The basic premise behind Outsight’s approach is that in simplistic terms, the human brain approaches risk/response in two fundamental ways. The first demands an immediate response – it is intuitive and instinctive (System 1). This function is performed by a portion of the brain called the Amygdala (or the Reptilian Brain). It does not reason, it acts quickly and impulsively. The Neocortex, on the other hand, takes a more logical and deliberate approach to understanding and deciding on an action. It needs as much data as possible (System 2).
Outsight solves the System 1 problem (reacting quickly to short term surprises in the driving environment) by providing an artificial Amygdala, and using this to facilitate the long-term Neocortex like functions. The basis of the semantic information that supports the short term decision making is a SLAM (Simultaneous Location and Mapping) on-chip approach which uses the past and present raw point cloud data to create relevant and actionable point-clouds and object detection. The SLAM information includes relative object locations and velocities in the car’s environment.
My discussions with Raul on Outsight’s approach are summarized below.
SR: Can you give an example of how System 1 functions?
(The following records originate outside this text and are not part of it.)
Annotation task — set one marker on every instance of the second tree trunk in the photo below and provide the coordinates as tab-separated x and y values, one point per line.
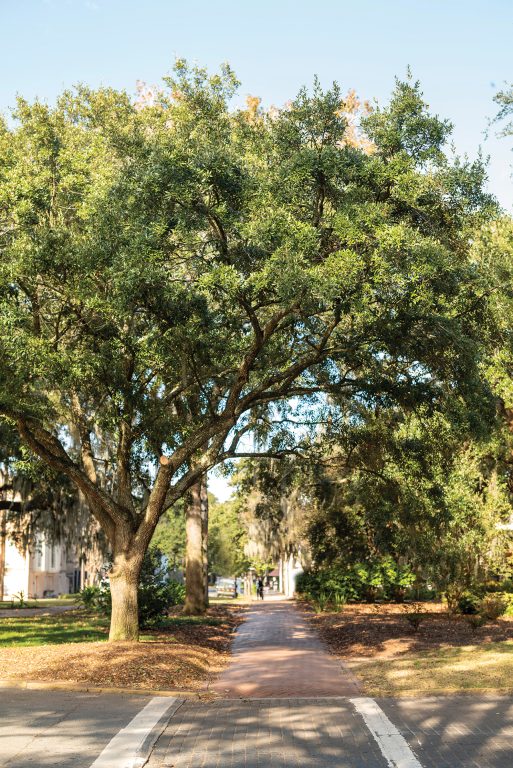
196	559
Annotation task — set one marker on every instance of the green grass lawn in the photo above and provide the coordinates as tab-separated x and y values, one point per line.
46	603
78	626
71	627
465	668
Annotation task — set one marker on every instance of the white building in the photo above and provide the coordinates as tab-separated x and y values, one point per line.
45	570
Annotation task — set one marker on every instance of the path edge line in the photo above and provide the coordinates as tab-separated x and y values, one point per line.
394	747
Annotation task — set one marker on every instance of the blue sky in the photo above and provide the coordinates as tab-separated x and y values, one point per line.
460	50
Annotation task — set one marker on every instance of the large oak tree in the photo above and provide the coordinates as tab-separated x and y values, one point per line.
173	271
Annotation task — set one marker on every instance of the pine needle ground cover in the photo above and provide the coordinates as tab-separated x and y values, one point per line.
185	654
445	655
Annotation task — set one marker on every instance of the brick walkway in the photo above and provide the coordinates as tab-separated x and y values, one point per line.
276	654
267	733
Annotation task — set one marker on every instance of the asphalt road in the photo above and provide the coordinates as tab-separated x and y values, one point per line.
46	729
71	730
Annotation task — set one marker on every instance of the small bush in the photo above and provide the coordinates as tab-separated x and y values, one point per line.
492	606
468	603
88	597
475	621
414	615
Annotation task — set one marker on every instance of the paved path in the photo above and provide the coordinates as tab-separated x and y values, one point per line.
440	732
276	654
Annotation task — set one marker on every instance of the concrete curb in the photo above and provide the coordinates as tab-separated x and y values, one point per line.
436	693
34	685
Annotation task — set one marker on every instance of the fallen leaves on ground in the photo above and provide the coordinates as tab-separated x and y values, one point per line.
382	631
446	654
184	657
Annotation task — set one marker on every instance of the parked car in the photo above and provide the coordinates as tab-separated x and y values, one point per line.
226	587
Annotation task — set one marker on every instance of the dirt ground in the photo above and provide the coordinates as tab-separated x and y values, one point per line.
187	657
363	631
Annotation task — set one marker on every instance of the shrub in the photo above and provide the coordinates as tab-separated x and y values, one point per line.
468	603
88	597
492	606
381	579
475	621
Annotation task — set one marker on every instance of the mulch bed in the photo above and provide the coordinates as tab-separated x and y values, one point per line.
187	657
382	631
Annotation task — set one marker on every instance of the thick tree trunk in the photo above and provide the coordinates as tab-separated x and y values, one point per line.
204	536
196	524
124	580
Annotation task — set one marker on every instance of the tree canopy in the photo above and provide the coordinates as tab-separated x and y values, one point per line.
176	274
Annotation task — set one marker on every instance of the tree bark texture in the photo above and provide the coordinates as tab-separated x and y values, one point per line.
124	580
196	563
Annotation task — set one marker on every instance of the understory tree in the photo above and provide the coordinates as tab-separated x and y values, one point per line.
176	275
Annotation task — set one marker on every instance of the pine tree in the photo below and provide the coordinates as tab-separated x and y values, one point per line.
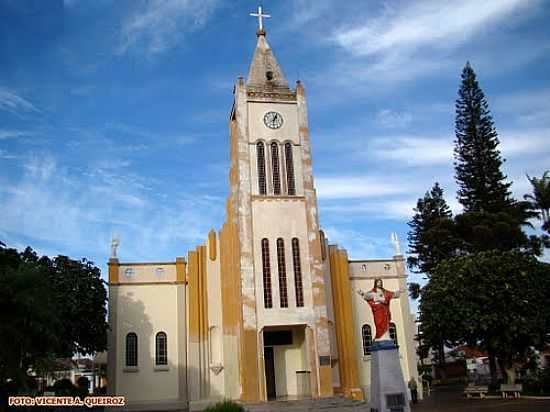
431	238
482	185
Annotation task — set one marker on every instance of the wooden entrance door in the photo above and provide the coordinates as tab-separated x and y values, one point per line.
270	372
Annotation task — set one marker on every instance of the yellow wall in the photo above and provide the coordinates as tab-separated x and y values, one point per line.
345	330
RB: System 1 process data in real-time based on past and current information, delivering only meaningful points to enable more efficient point-wide classification and obstacle detection. Getting rid of 90% of the raw data points of LiDAR that are not relevant to dynamic object detection (points of the road surface, the vegetation, the sky, the static environment) allows you to feed the object identification layer with only relevant information (for example, moving or moveable objects for object tracking or road markings for lane-keeping). This improves the identification and control process (robust, fast, lower bandwidth requirements).
SR: It is not clear how Systems 1 and 2 interact, can you clarify?
RB: System 1 is deterministic and works without any type of machine learning. It functions in parallel with System 2 (which is the “neocortex’ or neural network, focused on longer-term functions like object identification). Outsight’s software ensures the management of critical low-level processing (is there an object or not?), while the higher abstraction layers of machine learning (System 2) focus on reasoning (is this object a dog or a cat?).
SR: Does this work with any LiDAR – ToF, FMCW, etc.?
RB: Yes, our system works with any 3D sensor output, including LiDAR.
SR: But surely the LiDAR wavelength matters? Or whether it is a flash or scanning LIDAR?
RB: Our software is wavelength agnostic. It can improve on certain wavelength related effects. For example, certain wavelengths are less robust to raindrops and can get confused. Outsight’s software filters these out since they are not relevant objects. In terms of scanning, the software corrects for motion distortion effects inherent in scanning LiDARs.
SR: Does Outsight’s software enable better system performance with LiDARs that have lower resolution and range specifications?
RB: Since the processing software integrates information from past events and data, lower resolution LiDAR can indeed be leveraged much better than traditional methods. For example, in the figure below, the raw LiDAR creates very few returns from a low reflectivity obstacle on the road like a tire (less than 5 points per frame, sometimes zero points). By integrating data over time, this number increases dramatically, providing higher SNR (signal to noise ratio).
Prediction: As AVs approach reality, practical deployment constraints (costs, size, heat, durability, decision making speed, hardware and software reliability) will force sensor and perception providers to focus on what is needed for field deployment rather than what is achievable in a lab or development environment. Superfluous requirements and specifications will continue to get eliminated, resulting in “thin” or lean sensing. In many ways, this is a circular game – a pull by AV providers to make sensors leaner and deployable, and a push by sensor providers to make AVs a reality.